Während draußen der Feierabendverkehr über die Hamburger Rothenbaumchaussee rollt, dringt im Inneren des Museums für Völkerkunde eine leise Frauenstimme aus versteckten Lautsprechern. „Be free from danger“, haucht sie kaum hörbar. Vor den Fotos von dicken, goldenen Buddahs bilden sich Menschentrauben, nebenan werden Perlenketten und Yogakissen verkauft.
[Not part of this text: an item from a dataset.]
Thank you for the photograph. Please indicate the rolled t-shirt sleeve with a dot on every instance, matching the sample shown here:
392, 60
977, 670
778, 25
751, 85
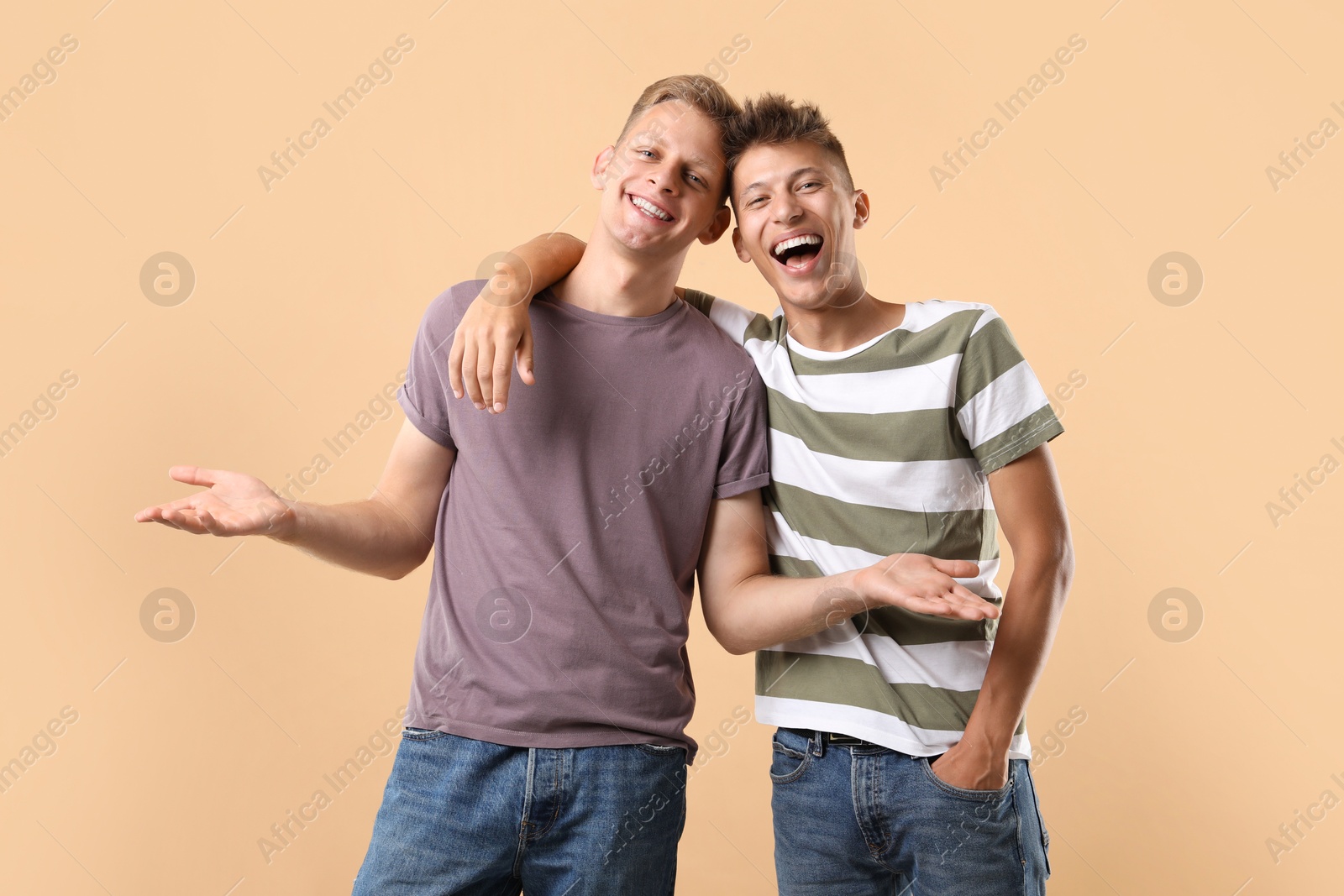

Der schwere Duft von Räucherstäbchen hängt in der Luft.

Noch bis zum Sonntag sind im Hamburger Museum die Herz-Schrein-Reliquien zu sehen. „Wenn die sterblichen Überreste großer Meister des Buddhismus verbrannt werden, bleiben mitunter kleine perlenähnliche Objekte in der Asche zurück“, sagte bei der Ausstellungseröffnung der Abt der Vien-Giac Pagode in Hannover, Thich Hanh Tan. „Diese Reliquien verströmen positive Energien wie Liebe und Mitgefühl, die sie auf die Betrachter übertragen.“

Im ersten Stock des Museums hat sich eine Schlange gebildet, Dutzende Besucher warten zwischen afrikanischen Masken und Kanus aus Neuguinea, aber sie interessieren sich nicht für sie. Sie sind wegen der Kugeln da, die aussehen wie Megaperls, wegen der roten Fäden, die man leicht mit Safran verwechseln könnte, wegen der Bröckchen, die sie für Zähne halten.

„Die haben eine total heilsame Ausstrahlung, spürst du das auch?“ fragt eine mittelgroße Blonde ihre Bekannte mit dem Mekkihaarschnitt und stellt sich auf die Zehenspitzen, um einen Blick auf die heiligen Gegenstände zu erhaschen.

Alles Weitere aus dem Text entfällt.